In this way, they “contribute to increasing the quality of human resources, instead of waiting for universities to reform their teaching programs, to create products suitable to the demand,” he said.

“Participating in the program is the implementation of firm’s social responsibility,” said Dao Trong Khang, chairman and director of personnel management consulting firm DTK, and one of the TOPICA program’s teachers.

“I have shared all my experience from 13 years as an employer in the hope that the learners will be more methodical in their job interviews, and more successful,” he said.

Khang said the program gave him more opportunities to share his experience with colleagues in the program while also improve his presentation, listening and summing up skills and expanding his firm’s operational network.

He said the communication with youth had renewed his zest for his work.

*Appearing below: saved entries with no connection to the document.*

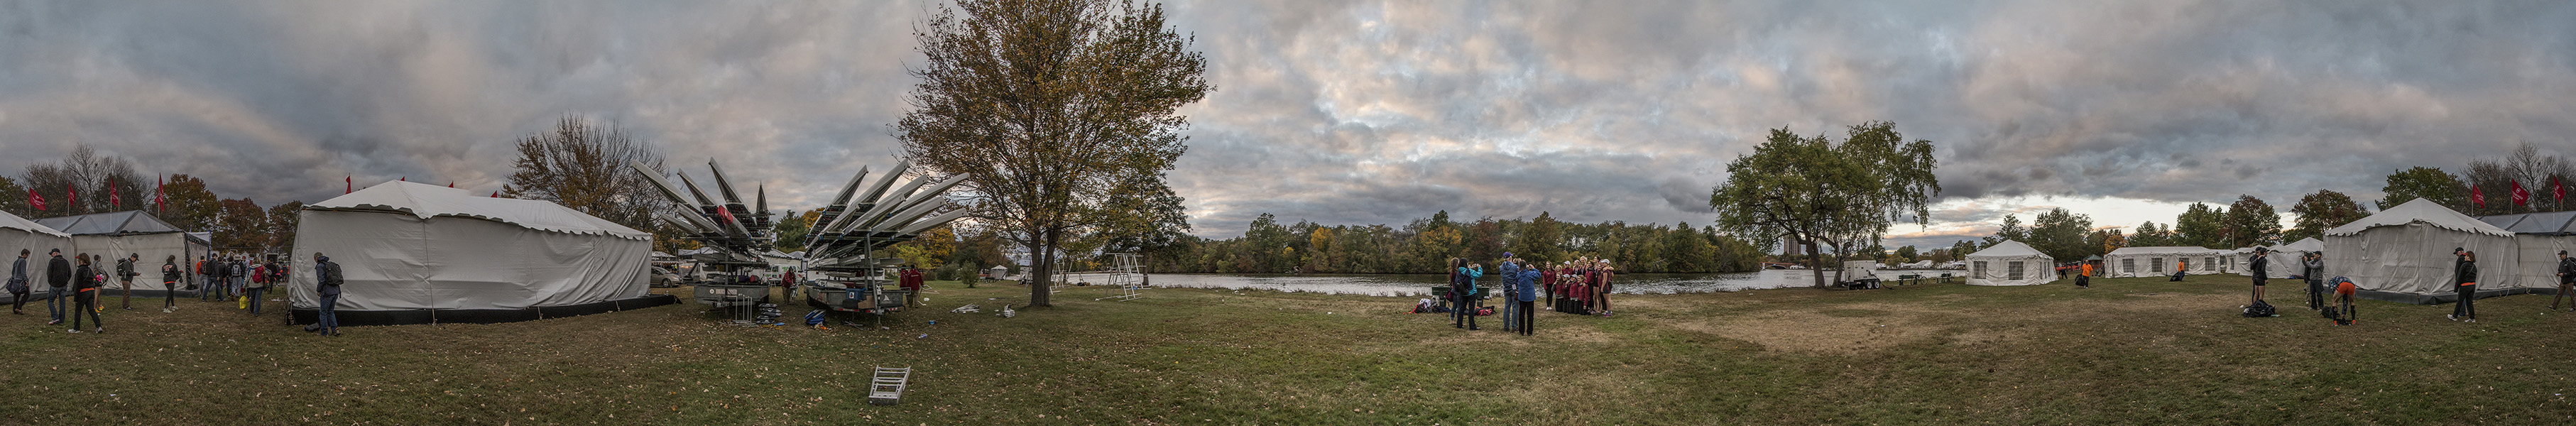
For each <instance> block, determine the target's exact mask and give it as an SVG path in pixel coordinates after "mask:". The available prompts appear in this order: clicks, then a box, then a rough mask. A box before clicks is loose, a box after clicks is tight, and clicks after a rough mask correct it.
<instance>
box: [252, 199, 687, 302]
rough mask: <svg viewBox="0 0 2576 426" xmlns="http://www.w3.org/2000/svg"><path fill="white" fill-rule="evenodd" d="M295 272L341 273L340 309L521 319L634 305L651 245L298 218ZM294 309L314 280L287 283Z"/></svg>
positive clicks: (307, 294) (641, 296)
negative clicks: (553, 307)
mask: <svg viewBox="0 0 2576 426" xmlns="http://www.w3.org/2000/svg"><path fill="white" fill-rule="evenodd" d="M299 214H301V222H299V230H296V250H294V253H296V271H312V253H325V256H332V261H335V263H340V269H343V279H345V281H348V284H345V287H343V292H345V294H343V299H340V310H526V307H564V305H595V302H611V299H634V297H644V292H647V263H649V253H652V243H649V240H626V238H608V235H567V232H544V230H526V227H518V225H505V222H489V219H464V217H430V219H420V217H412V214H389V212H325V209H307V212H299ZM289 297H291V305H294V307H319V302H322V299H319V294H317V292H314V274H294V284H291V289H289Z"/></svg>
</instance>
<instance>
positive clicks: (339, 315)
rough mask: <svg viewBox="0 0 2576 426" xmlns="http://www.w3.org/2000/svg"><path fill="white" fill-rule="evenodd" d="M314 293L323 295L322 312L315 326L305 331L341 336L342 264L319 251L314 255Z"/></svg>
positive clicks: (315, 315)
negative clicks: (340, 322)
mask: <svg viewBox="0 0 2576 426" xmlns="http://www.w3.org/2000/svg"><path fill="white" fill-rule="evenodd" d="M314 292H317V294H322V310H317V315H314V325H312V328H304V330H319V333H322V336H340V310H337V307H340V263H332V261H330V256H322V253H319V250H317V253H314Z"/></svg>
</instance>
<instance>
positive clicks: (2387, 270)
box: [2326, 222, 2524, 302]
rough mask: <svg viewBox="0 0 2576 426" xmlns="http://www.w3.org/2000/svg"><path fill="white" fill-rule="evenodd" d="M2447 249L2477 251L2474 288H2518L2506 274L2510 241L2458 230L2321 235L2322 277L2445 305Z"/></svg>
mask: <svg viewBox="0 0 2576 426" xmlns="http://www.w3.org/2000/svg"><path fill="white" fill-rule="evenodd" d="M2450 248H2468V250H2478V276H2481V284H2478V289H2481V292H2483V289H2504V287H2522V284H2517V281H2524V279H2512V276H2509V274H2512V271H2514V263H2519V261H2517V256H2499V253H2517V250H2514V238H2499V235H2481V232H2458V230H2442V227H2432V225H2421V222H2414V225H2391V227H2370V230H2362V232H2354V235H2326V276H2347V279H2352V284H2354V287H2360V289H2370V292H2388V294H2403V297H2411V299H2396V302H2445V299H2434V297H2447V294H2452V292H2455V287H2452V256H2450Z"/></svg>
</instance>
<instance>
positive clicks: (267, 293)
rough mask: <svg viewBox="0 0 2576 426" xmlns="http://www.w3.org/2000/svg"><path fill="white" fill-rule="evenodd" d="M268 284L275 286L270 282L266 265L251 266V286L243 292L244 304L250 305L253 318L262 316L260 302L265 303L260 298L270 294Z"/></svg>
mask: <svg viewBox="0 0 2576 426" xmlns="http://www.w3.org/2000/svg"><path fill="white" fill-rule="evenodd" d="M268 284H273V281H268V266H265V263H258V266H250V284H247V287H245V292H242V302H245V305H250V315H252V318H258V315H260V302H265V299H260V297H263V294H268Z"/></svg>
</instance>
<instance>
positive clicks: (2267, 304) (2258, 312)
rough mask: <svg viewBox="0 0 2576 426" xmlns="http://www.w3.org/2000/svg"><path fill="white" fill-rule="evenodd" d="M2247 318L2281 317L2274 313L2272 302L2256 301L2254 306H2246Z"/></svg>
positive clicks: (2273, 317) (2254, 302)
mask: <svg viewBox="0 0 2576 426" xmlns="http://www.w3.org/2000/svg"><path fill="white" fill-rule="evenodd" d="M2246 318H2280V315H2277V312H2272V302H2262V299H2254V305H2246Z"/></svg>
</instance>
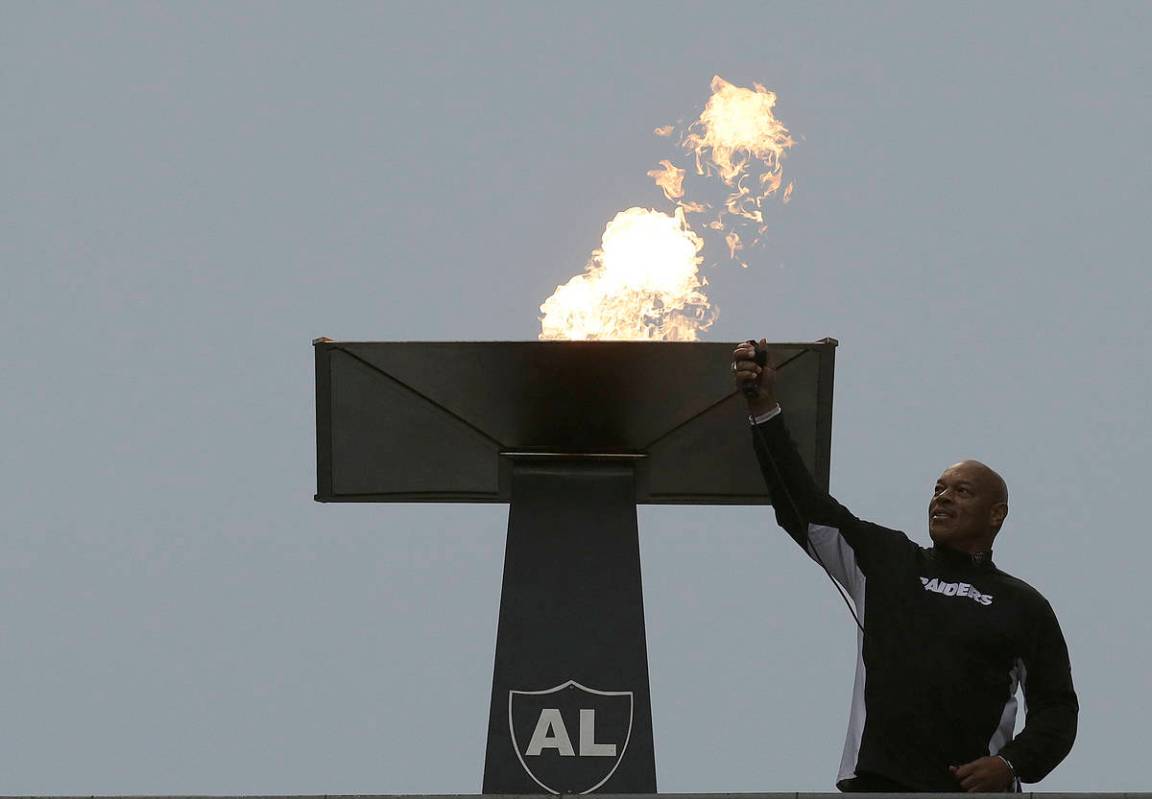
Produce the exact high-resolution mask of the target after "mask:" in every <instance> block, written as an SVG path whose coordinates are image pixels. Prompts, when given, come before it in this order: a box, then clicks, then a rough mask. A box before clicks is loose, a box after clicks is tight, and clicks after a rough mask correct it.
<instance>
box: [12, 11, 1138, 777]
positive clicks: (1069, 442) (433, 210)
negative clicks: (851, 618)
mask: <svg viewBox="0 0 1152 799" xmlns="http://www.w3.org/2000/svg"><path fill="white" fill-rule="evenodd" d="M1150 9H1152V7H1150V6H1149V5H1147V3H1120V2H1109V3H1093V5H1079V3H1077V5H1068V3H1055V2H1047V1H1046V2H1038V3H991V2H990V3H952V5H945V3H916V2H912V3H884V5H880V3H850V5H849V3H844V5H836V3H798V5H795V3H790V5H787V6H786V5H768V3H752V5H749V3H691V5H688V3H667V2H664V3H578V5H567V6H564V7H562V8H561V7H560V3H503V5H493V3H483V5H482V3H477V2H468V3H458V5H445V3H431V2H420V3H408V5H399V3H353V2H347V3H278V5H272V3H265V2H247V3H156V2H150V3H128V2H120V3H97V2H89V3H48V2H38V3H29V2H6V3H3V5H0V159H2V162H0V187H2V188H0V226H2V227H0V231H2V233H0V268H2V271H3V272H2V276H3V280H2V283H0V334H2V340H3V342H5V343H3V347H2V349H0V352H2V363H0V366H2V379H0V408H2V409H3V410H2V414H0V441H2V447H0V508H2V517H0V518H2V525H0V528H2V539H0V715H2V720H3V721H2V722H0V792H2V793H8V794H16V793H83V794H90V793H257V792H259V793H353V792H372V793H402V792H408V793H444V792H478V791H479V790H480V778H482V770H483V758H484V745H485V731H486V725H487V710H488V699H490V690H491V679H492V659H493V652H494V645H495V626H497V612H498V603H499V594H500V578H501V569H502V558H503V538H505V525H506V522H507V508H506V507H503V505H386V504H353V505H339V504H338V505H333V504H328V505H321V504H317V503H314V502H313V501H312V494H313V492H314V488H316V462H314V409H313V403H314V394H313V373H312V368H313V365H312V348H311V345H310V341H311V338H312V337H314V336H319V335H327V336H332V337H334V338H359V340H379V341H397V340H532V338H535V337H536V335H537V333H538V330H539V325H538V320H537V318H538V310H537V309H538V306H539V304H540V303H541V302H543V300H544V298H546V297H547V296H548V295H550V294H551V292H552V291H553V289H554V288H555V287H556V284H558V283H562V282H564V281H567V280H568V279H569V277H570V276H571V275H573V274H575V273H577V272H578V271H579V269H581V268H582V267H583V265H584V262H585V260H586V258H588V254H589V252H590V251H591V250H592V249H593V248H594V246H597V244H598V243H599V236H600V234H601V231H602V229H604V225H605V223H606V222H607V221H608V220H609V219H611V218H612V216H613V215H614V214H615V213H616V212H617V211H621V210H623V208H627V207H630V206H634V205H644V206H650V207H661V208H665V210H667V204H666V201H665V200H664V199H662V197H661V196H660V193H659V192H658V191H657V190H655V188H654V187H653V185H652V183H651V181H650V178H649V177H647V176H646V174H645V173H646V172H647V170H649V169H652V168H654V167H655V166H657V162H658V161H659V160H660V159H661V158H667V157H669V150H668V146H669V145H668V142H667V139H660V138H658V137H654V136H653V135H652V130H653V128H655V127H658V125H661V124H666V123H670V122H676V121H687V120H690V119H692V117H694V116H695V115H696V114H698V113H699V111H700V108H702V107H703V104H704V101H705V99H706V98H707V93H708V81H710V79H711V77H712V75H713V74H720V75H722V76H725V77H726V78H727V79H729V81H732V82H734V83H737V84H742V85H749V84H751V83H752V82H759V83H763V84H765V85H766V86H768V87H770V89H772V90H774V91H775V92H778V94H779V102H778V106H776V112H778V116H779V117H780V120H781V121H782V122H783V123H785V124H786V125H788V128H789V129H790V130H791V131H793V132H794V135H795V136H796V137H797V144H796V146H795V147H794V149H793V151H791V152H790V154H789V157H788V159H787V161H786V163H785V175H786V178H790V180H794V181H795V183H796V190H795V195H794V197H793V200H791V203H790V204H789V205H787V206H782V205H779V204H778V205H774V206H773V208H772V210H771V213H770V219H768V223H770V234H768V242H767V243H766V245H765V246H763V248H761V249H759V250H757V251H753V252H750V253H749V254H750V260H749V262H750V266H749V268H748V269H746V271H744V269H741V268H740V267H738V266H736V265H733V264H732V262H729V261H725V260H723V259H719V258H711V259H710V261H708V264H707V265H706V267H705V272H706V275H707V277H708V281H710V283H711V297H712V299H713V300H714V302H715V304H717V305H718V307H719V312H720V317H719V321H718V322H717V325H715V326H714V328H713V329H712V330H711V332H710V333H708V334H707V336H706V338H707V340H708V341H738V340H742V338H745V337H749V336H760V335H763V336H766V337H768V338H770V340H776V341H795V340H814V338H819V337H823V336H835V337H838V338H839V340H840V349H839V351H838V365H836V371H838V373H836V390H835V410H834V427H833V461H832V485H833V493H834V494H835V495H836V496H838V499H840V500H841V501H842V502H843V503H844V504H847V505H848V507H849V508H850V509H852V510H854V511H855V512H856V513H857V515H859V516H863V517H865V518H870V519H874V520H877V522H881V523H885V524H888V525H889V526H895V527H900V528H902V530H904V531H907V532H908V533H909V535H911V537H912V538H914V539H917V540H919V541H922V542H927V534H926V530H925V517H926V503H927V499H929V494H930V492H931V487H932V484H933V481H934V479H935V477H937V474H938V473H939V472H940V471H941V469H942V467H945V466H946V465H948V464H949V463H953V462H955V461H958V459H961V458H964V457H977V458H980V459H983V461H985V462H987V463H990V464H992V465H993V466H994V467H996V469H999V470H1000V471H1001V472H1002V473H1003V474H1005V477H1006V478H1007V480H1008V484H1009V486H1010V488H1011V500H1013V504H1011V515H1010V517H1009V519H1008V523H1007V525H1006V527H1005V530H1003V532H1002V534H1001V538H1000V540H999V541H998V546H996V561H998V563H999V564H1000V566H1001V568H1002V569H1005V570H1006V571H1009V572H1010V573H1014V574H1016V576H1018V577H1021V578H1023V579H1025V580H1028V581H1029V583H1031V584H1032V585H1034V586H1036V587H1037V588H1039V589H1040V591H1041V592H1043V593H1044V594H1045V595H1046V596H1047V598H1048V600H1049V601H1051V602H1052V604H1053V606H1054V608H1055V610H1056V612H1058V615H1059V617H1060V621H1061V623H1062V625H1063V630H1064V634H1066V637H1067V639H1068V645H1069V649H1070V655H1071V661H1073V672H1074V677H1075V680H1076V686H1077V688H1078V692H1079V698H1081V705H1082V713H1081V726H1079V737H1078V740H1077V743H1076V746H1075V748H1074V749H1073V753H1071V754H1070V755H1069V758H1068V759H1067V760H1066V761H1064V763H1063V764H1062V766H1061V767H1060V768H1059V769H1056V771H1054V773H1053V774H1052V775H1051V776H1049V777H1048V778H1047V779H1046V781H1044V782H1043V783H1040V785H1039V789H1041V790H1046V791H1084V790H1093V791H1124V790H1128V791H1132V790H1140V789H1143V790H1147V789H1149V776H1147V775H1149V771H1147V767H1146V763H1147V751H1146V749H1147V745H1146V740H1147V735H1146V733H1147V712H1149V705H1150V702H1152V676H1150V675H1152V670H1150V668H1149V662H1150V660H1152V614H1150V612H1149V609H1147V608H1149V606H1150V602H1149V599H1147V593H1149V580H1147V573H1149V563H1150V562H1152V526H1150V516H1149V497H1150V485H1149V481H1150V472H1149V466H1147V458H1149V449H1150V443H1152V434H1150V432H1149V418H1147V417H1149V397H1150V395H1152V378H1150V368H1149V363H1150V356H1149V351H1150V344H1152V329H1150V328H1152V322H1150V312H1149V309H1150V300H1152V291H1150V289H1152V277H1150V273H1149V256H1147V252H1149V228H1150V222H1149V218H1150V210H1152V169H1150V147H1149V142H1150V140H1152V111H1150V105H1152V104H1150V86H1152V69H1150V64H1152V58H1150V55H1149V52H1150V48H1149V40H1150V37H1152V10H1150ZM706 254H707V253H706ZM719 367H721V368H722V367H723V364H721V365H719ZM639 524H641V545H642V556H643V570H644V588H645V611H646V619H647V634H649V660H650V664H651V680H652V703H653V724H654V730H655V755H657V768H658V777H659V786H660V790H661V791H667V792H689V791H707V792H715V791H818V790H833V782H834V778H835V773H836V767H838V764H839V760H840V749H841V746H842V741H843V733H844V725H846V722H847V717H848V706H849V699H850V695H851V676H852V668H854V657H855V636H854V632H855V627H854V623H852V619H851V618H850V617H849V615H848V614H847V611H846V610H844V608H843V606H842V602H841V600H840V598H839V596H838V595H836V593H835V591H834V589H833V587H832V586H831V585H829V584H828V580H827V578H826V577H825V576H824V574H823V573H821V572H820V571H819V569H818V568H816V566H814V565H813V564H812V563H811V562H809V561H808V558H805V557H803V555H802V554H801V553H799V551H798V550H796V547H795V545H794V543H791V541H790V540H788V539H787V537H786V535H785V534H783V533H782V532H781V531H779V530H778V528H776V527H775V525H774V523H773V520H772V516H771V511H768V510H767V509H764V508H715V507H692V508H642V509H641V511H639Z"/></svg>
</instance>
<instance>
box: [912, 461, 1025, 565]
mask: <svg viewBox="0 0 1152 799" xmlns="http://www.w3.org/2000/svg"><path fill="white" fill-rule="evenodd" d="M1002 485H1003V484H1002V481H1001V480H1000V479H999V477H996V474H995V472H993V471H992V470H990V469H988V467H987V466H985V465H984V464H982V463H977V462H975V461H964V462H963V463H957V464H956V465H954V466H949V467H948V469H946V470H945V471H943V474H941V475H940V479H939V480H937V484H935V489H934V490H933V492H932V500H931V502H929V534H930V535H931V537H932V541H933V542H934V543H938V545H942V546H947V547H952V548H953V549H960V550H963V551H971V553H975V551H982V550H984V549H991V548H992V539H994V538H995V534H996V532H998V531H999V528H1000V524H1001V523H1002V522H1003V518H1005V516H1006V515H1007V512H1008V504H1007V496H1006V495H1005V490H1003V489H1002Z"/></svg>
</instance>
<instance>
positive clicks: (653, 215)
mask: <svg viewBox="0 0 1152 799" xmlns="http://www.w3.org/2000/svg"><path fill="white" fill-rule="evenodd" d="M775 104H776V96H775V94H774V93H773V92H771V91H768V90H767V89H765V87H764V86H761V85H760V84H753V87H752V89H744V87H741V86H737V85H734V84H732V83H728V82H727V81H725V79H723V78H722V77H720V76H719V75H717V76H714V77H713V78H712V96H711V97H710V98H708V100H707V104H706V105H705V107H704V111H703V113H702V114H700V116H699V119H698V120H696V121H695V122H692V123H691V124H690V125H689V127H688V129H687V132H685V135H684V136H683V138H682V140H681V145H682V146H683V149H684V150H685V151H688V152H689V153H690V154H691V157H692V158H694V160H695V162H696V175H697V176H700V177H712V176H715V177H719V178H720V182H721V183H722V184H723V185H725V187H727V189H728V190H729V192H728V196H727V198H725V199H723V200H722V201H721V203H718V204H717V207H713V205H712V204H711V203H707V201H704V200H702V199H700V198H698V197H694V198H689V197H688V196H687V195H688V193H689V192H688V191H687V190H685V177H687V175H688V170H687V169H684V168H681V167H679V166H676V165H675V163H673V161H670V160H662V161H660V168H659V169H652V170H650V172H649V173H647V174H649V177H651V178H652V180H653V181H654V182H655V184H657V187H658V188H659V189H660V190H661V191H662V192H664V197H665V198H666V199H667V200H669V201H670V203H673V204H675V211H674V212H673V214H670V215H669V214H667V213H662V212H660V211H655V210H650V208H642V207H632V208H629V210H627V211H622V212H620V213H617V214H616V216H615V218H614V219H613V220H612V221H611V222H608V225H607V227H606V228H605V230H604V237H602V241H601V245H600V249H599V250H596V251H593V252H592V257H591V259H590V260H589V262H588V265H586V266H585V267H584V272H583V273H582V274H578V275H576V276H575V277H573V279H571V280H569V281H568V282H567V283H564V284H563V286H559V287H556V290H555V292H553V295H552V296H551V297H548V299H546V300H545V303H544V304H543V305H541V306H540V311H541V312H543V313H544V317H543V318H541V319H540V322H541V332H540V338H545V340H547V338H574V340H586V338H616V340H664V341H695V340H696V338H697V337H698V336H699V334H700V333H703V332H704V330H706V329H707V328H708V327H710V326H711V325H712V322H713V321H714V320H715V315H717V314H715V310H714V309H713V307H712V306H711V305H710V303H708V299H707V296H706V295H705V294H704V288H705V286H706V284H707V281H705V280H704V277H703V275H700V274H699V266H700V264H702V262H703V258H702V256H700V251H702V250H703V249H704V244H705V242H704V239H703V238H702V237H700V236H698V235H697V234H696V233H695V231H694V230H692V228H691V226H690V225H689V223H688V221H687V214H702V215H705V219H706V220H707V221H704V220H702V221H700V225H702V226H703V229H704V230H705V231H706V235H708V236H712V235H713V234H711V233H707V231H708V230H711V231H715V233H714V235H715V236H717V237H718V238H719V237H721V236H722V238H723V244H725V249H726V250H727V254H728V257H729V258H732V259H734V260H738V261H740V264H741V266H744V267H746V266H748V264H746V262H745V260H744V259H745V258H746V254H745V253H746V252H748V249H749V248H755V246H756V245H757V244H759V243H760V241H763V236H764V234H765V233H766V230H767V226H766V225H765V223H764V203H765V200H766V199H767V198H768V197H770V196H772V195H774V193H775V192H778V191H779V190H780V187H781V184H782V182H783V181H782V166H781V161H782V159H783V157H785V153H786V152H787V150H788V149H789V147H791V146H793V144H794V142H793V138H791V136H790V135H789V132H788V130H787V128H785V127H783V124H781V123H780V121H779V120H776V117H775V116H774V114H773V109H774V107H775ZM675 130H676V129H675V127H674V125H664V127H660V128H657V129H655V130H654V131H653V132H654V134H655V135H657V136H661V137H670V136H673V134H674V132H675ZM791 193H793V184H791V183H789V184H788V185H787V187H786V188H785V190H783V203H788V201H789V200H790V199H791ZM753 223H755V231H753V233H752V234H750V235H745V236H742V235H741V231H743V230H744V228H746V227H753ZM737 253H741V257H740V259H737Z"/></svg>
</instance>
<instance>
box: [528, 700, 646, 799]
mask: <svg viewBox="0 0 1152 799" xmlns="http://www.w3.org/2000/svg"><path fill="white" fill-rule="evenodd" d="M508 729H509V730H511V745H513V747H514V748H515V749H516V756H517V758H520V762H521V764H523V767H524V770H526V771H528V774H529V776H530V777H532V779H533V781H536V783H537V784H538V785H539V786H540V787H543V789H544V790H545V791H548V792H550V793H591V792H592V791H594V790H596V789H598V787H600V786H601V785H604V783H606V782H608V777H611V776H612V775H613V773H614V771H615V770H616V767H617V766H620V761H621V759H622V758H623V756H624V751H626V749H627V748H628V738H629V736H631V732H632V692H631V691H597V690H596V688H589V687H585V686H583V685H581V684H579V683H577V682H575V680H571V679H569V680H568V682H567V683H562V684H560V685H558V686H555V687H553V688H547V690H545V691H509V692H508Z"/></svg>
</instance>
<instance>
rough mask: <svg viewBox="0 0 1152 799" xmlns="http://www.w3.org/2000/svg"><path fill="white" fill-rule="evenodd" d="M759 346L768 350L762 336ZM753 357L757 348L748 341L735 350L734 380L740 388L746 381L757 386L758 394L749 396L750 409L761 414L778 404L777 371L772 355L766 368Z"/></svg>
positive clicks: (749, 409)
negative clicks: (776, 382) (753, 348)
mask: <svg viewBox="0 0 1152 799" xmlns="http://www.w3.org/2000/svg"><path fill="white" fill-rule="evenodd" d="M759 347H760V349H764V350H767V347H768V342H766V341H765V340H764V338H760V343H759ZM753 358H756V350H755V349H753V348H752V345H751V344H749V343H748V342H744V343H743V344H741V345H740V347H737V348H736V349H735V350H734V351H733V353H732V365H733V380H735V381H736V388H740V389H743V388H744V386H745V385H746V383H752V385H753V386H756V396H755V397H752V398H749V401H748V410H749V412H750V413H751V414H752V416H759V414H761V413H766V412H767V411H771V410H772V409H773V408H775V406H776V391H775V381H776V372H775V370H774V368H772V358H771V357H770V358H768V365H767V366H765V367H764V368H760V367H759V366H758V365H757V364H756V360H753Z"/></svg>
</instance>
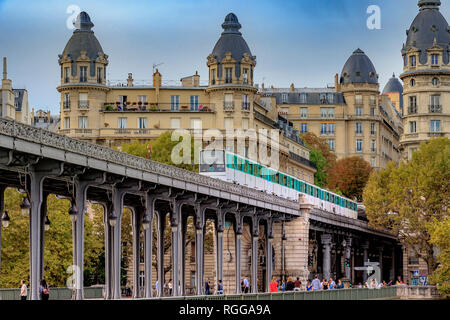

First 3D online bachelor’s course

TOPICA, Vietnam’s first bachelor training program using three-dimensional virtual world (second life) technology, creates a lively learning environment like a normal university.

The technology lets learners follow lessons more easily, Tuan from TOPICA said.

For example, learners studying macroeconomics can become traders in the virtual world and recognize real changes in supply and demand that theory alone cannot teach.

The program lets learners connect to companies and get practical experience, as businesspeople teach over 80 percent of the subjects.

At present TOPICA is training over 1,000 students in business administration, finance, accounting and information technology in Hanoi and Ho Chi Minh City. They meet their teachers offline once a month.

Graduates will get bachelor’s certificates from Hanoi Open University, and be able to take local and foreign learning programs to obtain master’s or doctoral degrees.